Consider the following ODE:

$$$$(\cos x)y''-2(\sin x)y'-(\cos x)y=e^x$$$$

The above equation is a second order linear ODE. However, I noticed that it doesn't have constant coefficients, so I cannot "guess" the solution is of the form $$e^{\lambda x}$$. Im very confused by this, since I have never solved a 2nd order ODE with variable coefficients. The first part of the question says:

(a)

Show that the ODE is of the form:

$$$$\frac{d^2}{dx^2}(f(x)y)=e^x$$$$

by finding the function f.

(b)

Hence, find the general soluion of he differential equation.

For part (a) I have have no idea where to begin, but I tink that If i knew how to complete part (a) I would be able to find the general solution since I hae done things like that many times. Any help (part a especially) would be much appreciated.
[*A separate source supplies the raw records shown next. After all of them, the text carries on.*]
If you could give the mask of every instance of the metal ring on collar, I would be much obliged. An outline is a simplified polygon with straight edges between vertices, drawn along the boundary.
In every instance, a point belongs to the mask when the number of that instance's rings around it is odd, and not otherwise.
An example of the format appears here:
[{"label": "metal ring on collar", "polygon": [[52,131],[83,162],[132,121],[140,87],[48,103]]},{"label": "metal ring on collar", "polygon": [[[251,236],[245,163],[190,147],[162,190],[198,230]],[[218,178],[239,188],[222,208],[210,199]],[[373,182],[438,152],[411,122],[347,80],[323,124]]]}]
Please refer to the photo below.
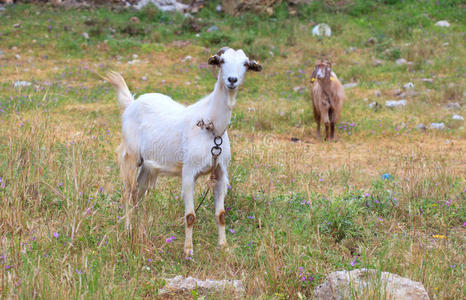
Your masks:
[{"label": "metal ring on collar", "polygon": [[219,146],[213,146],[212,149],[210,149],[210,153],[212,153],[212,156],[219,156],[222,154],[222,148]]},{"label": "metal ring on collar", "polygon": [[[217,142],[217,140],[220,140],[220,141]],[[220,146],[222,143],[223,143],[223,139],[222,139],[221,136],[216,136],[216,137],[214,138],[214,144],[215,144],[215,146],[218,147],[218,146]]]}]

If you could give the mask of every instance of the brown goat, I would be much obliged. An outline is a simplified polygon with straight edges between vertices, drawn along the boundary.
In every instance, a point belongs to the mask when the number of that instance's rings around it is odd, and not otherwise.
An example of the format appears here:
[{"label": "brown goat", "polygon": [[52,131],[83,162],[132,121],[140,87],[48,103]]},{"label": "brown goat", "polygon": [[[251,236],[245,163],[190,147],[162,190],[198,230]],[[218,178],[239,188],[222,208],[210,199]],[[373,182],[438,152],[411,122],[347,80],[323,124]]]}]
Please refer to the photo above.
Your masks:
[{"label": "brown goat", "polygon": [[335,137],[335,123],[340,118],[345,90],[332,72],[332,64],[328,61],[318,63],[311,76],[312,106],[314,120],[317,122],[317,136],[320,137],[320,122],[325,124],[325,139]]}]

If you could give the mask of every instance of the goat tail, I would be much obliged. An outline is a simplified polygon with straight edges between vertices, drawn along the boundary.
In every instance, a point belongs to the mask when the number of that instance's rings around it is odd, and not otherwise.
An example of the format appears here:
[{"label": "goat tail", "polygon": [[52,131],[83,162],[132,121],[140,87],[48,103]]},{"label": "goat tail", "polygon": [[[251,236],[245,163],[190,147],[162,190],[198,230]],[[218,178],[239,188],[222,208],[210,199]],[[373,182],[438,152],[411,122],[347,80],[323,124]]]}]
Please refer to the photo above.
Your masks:
[{"label": "goat tail", "polygon": [[123,76],[121,76],[120,73],[117,73],[115,71],[110,71],[107,73],[106,76],[102,77],[115,87],[115,89],[117,90],[118,103],[120,104],[121,109],[126,109],[131,104],[131,102],[134,101],[134,97],[133,95],[131,95],[131,92],[129,91],[128,86],[126,85]]}]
Thanks in advance.

a) you have to find $$f(x)$$ such that $$\frac{d^2}{dx^2}(f(x)y)=e^x$$, but $$e^x=\frac{d^2}{dx^2}(f(x)y)=\frac{d}{dx}(f'(x)y+f(x)y')=f''(x)y+f'(x)y'+f'(x)y'+f(x)y''$$ So from the equation $$(\cos x)y''-2(\sin x)y'-(\cos x)y=e^x=f''(x)y+2f'(x)y'+f(x)y''$$ we obtain that $$f(x)=\cos x$$.
b) you can before find the soluction for the associate homogeneous equaction: $$(\cos x)y''-2(\sin x)y'-(\cos x)y=0$$ Using what we have seen in the point a) we have $$0=\frac{d^2}{dx^2}(\cos (x)\cdot y)$$ so $$\cos (x) \cdot y$$ or it's a costant or a polinomial with $$deg=1$$. So a base of the associate homogeneous equaction it's $$c_1\cdot sec(x)+c_2\cdot xsec(x)$$ ($$sec(x)=\frac{1}{\cos x}$$). Now from $$e^x=\frac{d^2}{dx^2}(f(x)y)$$ we can easily obtain a particular soluction like $$sec(x)e^x$$. Summing the particular solution with the general soluction of the associate homogeneous equaction you find what you want.
The differential equation is $$y''-2(\tan x )y'-y=e^x\sec x$$.Calculate the invariant $$I=Q-(1/4)P^2-(1/2)dP/dx$$ where $$P,Q,R$$ have usual meaning and $$I=0$$ by calculation.So the substitution $$y=ve^{-1/2\int Pdx}=v\sec x$$ transforms the differential equation into $$v''+Iv=Re^{1/2\int P dx}$$,i.e. $$v''=e^x$$,integrating $$v=e^x+Ax+B$$ and $$y=v\sec x$$,which is the solution of the second order linear differential equation and here $$f(x)=\cos x$$ as per your question as $$y=v\sec x$$ implies $$y\cos x=v$$ so that $$D^2(y\cos x)=e^x$$.